En première partie on découvre la micro-sensation débarquée
d’Angleterre Kaito, un rock gentiment énervé
et fashion tellement dans l’air du temps, cette nouvelle vague qui ressort
ses cuirs et les guitares a parfois des singles imparables qui justifient leur
présence écrasante mais ici le single se cherche encore et les
efforts sont réels : la chanteuse opte pour une posture farouche en sous-Sleater-Kinney
mais qui pourrait apparemment faire aussi bien sous-n’importe-quoi
et un guitariste qui s’amuse ostensiblement avec ses effets pour donner
un peu de dynamique à la rythmique de croisière. Le groupe s’inscrit
dans un tatapoum correct et comme ce sont des amis d’amis d’ami
je n’insiste pas sur l’évidence que les ficelles sont un
peu grosses pour y croire vraiment.
Ensuite un intermède dont le nom ne passera pas à la postérité
d’une part parce que la blonde en noir ne s’est pas présentée
et d’autre part parce que sa prestation déconcerte plus qu’elle
n’étonne. Quelques chansons en freestyle rock’n’roll
a capella et des chansons sur deux accords (deux accords pour toutes les chansons
et non par chanson !) agrémentées d’une voix rocailleuse
persuadent de l’anachronisme de l’attitude.
Liars a peut être un look aussi improbable que ses premières
parties, le groupe n’en dégage pas moins une présence lourde,
radicale et fière. Cette aura prend une toute autre proportion quand
la musique fuse. Le trio prend place avec un batteur en mini-jupe à paillettes
qu’on oubliera assez vite pour se focaliser sur Aaron Hemphill
qui assurera l’essentiel de la densité sonique du set en martyrisant
à qui mieux mieux sa six cordes ou un sampleur, et Angus Andrew,
un grand échalat imprévisible de deux mètres qui sévit
au microphone quand il ne se sample pas, tour à tour sombre et écorché
vif, mais toujours dingue.
Le set dévoilera une musique très éloignée de l’art-punk
du dernier album They Threw Us All in a Trench and Stuck a Monument
on Top qui remettait Gang of Four au goût du jour
et nous offrait surtout une pelletée de tubes énormes à
la fois festifs, rock’n’roll et bien foutus. Pour donner une idée,
le groupe va même au delà de son dernier titre "Dirt makes
the Mud" opressant et jouissif à souhait (jusqu’à
ce que cela se boucle tout de même) en refusant tout ce qui peu donner
prise à une mélodie ou à un format classique. C’est
donc désormais d’avantage vers la no-wave que lorgnent les new-yorkais
d’adoption, le concert prenant la forme d’un happening destroy sans
filet qui rappelle parfois dans l’intention les orages soniques de Black
Dice.

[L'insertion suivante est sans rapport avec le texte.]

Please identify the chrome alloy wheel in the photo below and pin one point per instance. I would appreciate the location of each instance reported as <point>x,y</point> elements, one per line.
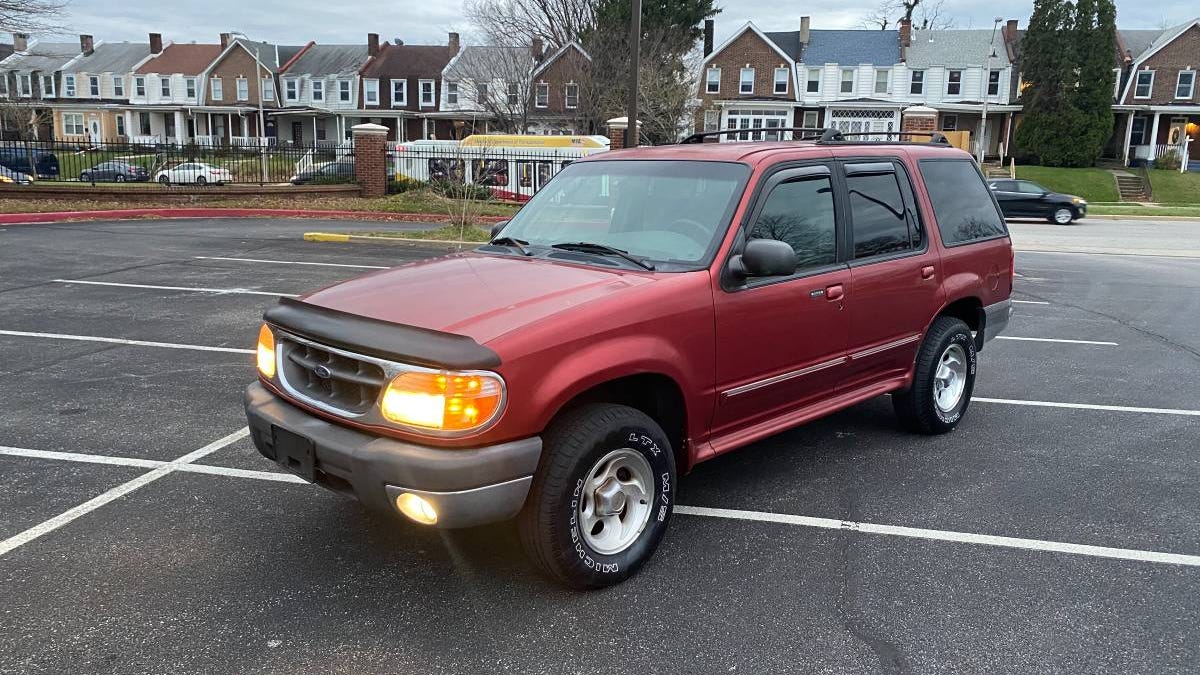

Le chanteur traduit bien cette folie pathologique communicative :
des paroles absconses répétées en boucle et sans relance
et une attitude qui n’a rien à voir avec la sempiternelle singerie
dérivée de Jagger.
On n’est pas dupe du fait que le groupe est là pour du spectacle
mais le résultat est indubitablement très prometteur pour le prochain
album qui s’annonce à la fois ambitieux et surtout casse gueule,
en d’autres termes qui aura plus de chance d’être chroniqué
dans Wire que dans Rock & Folk.
Ce retournement violent est en effet assez courageux voire suicidaire mais
le groupe semble ne pas douter de son choix, ne serait ce que par un parti pris
de ne pas s’appuyer sur leurs succès précédents en
réaction à l’assimilation avec la vague de groupes revivals
formatés qu’on a connu (ouf elle est passée!). Le jusqu’au
boutisme d’Aaron fascine ainsi encore plus que le chanteur par ses trouvailles
pour dynamiter la chape de plomb qui s’abat sur les morceaux et les faire
malgré tout morbidement aller de l’avant ,ou du moins quelque part,
participant à l’élaboration d’un processus de déconstruction
acharné. Cette entreprise expérimentale revisite les ambitions
d’une certaine musique industrielle avec un bagage "rock" et
s’avère à la fois convaincante et surprenante.
Au final on n’était certes pas venu pour assister à cela,
l’idée en poussant la porte de la Boule Noire c’était
plutôt de s’oublier en sautant contre les murs sur les éclats
de "Mr. Your on Fire Mr." , mais au delà de l’expérience
du concert assez déconcertante, on se réjouit que le groupe ait
un avenir et de l’ambition à revendre.
On attend avec impatience le prochain album qui sortira l’an prochain
et qui s’appelle They were wrong, so we drowned
, titre évocateur à souhait. Vivement demain.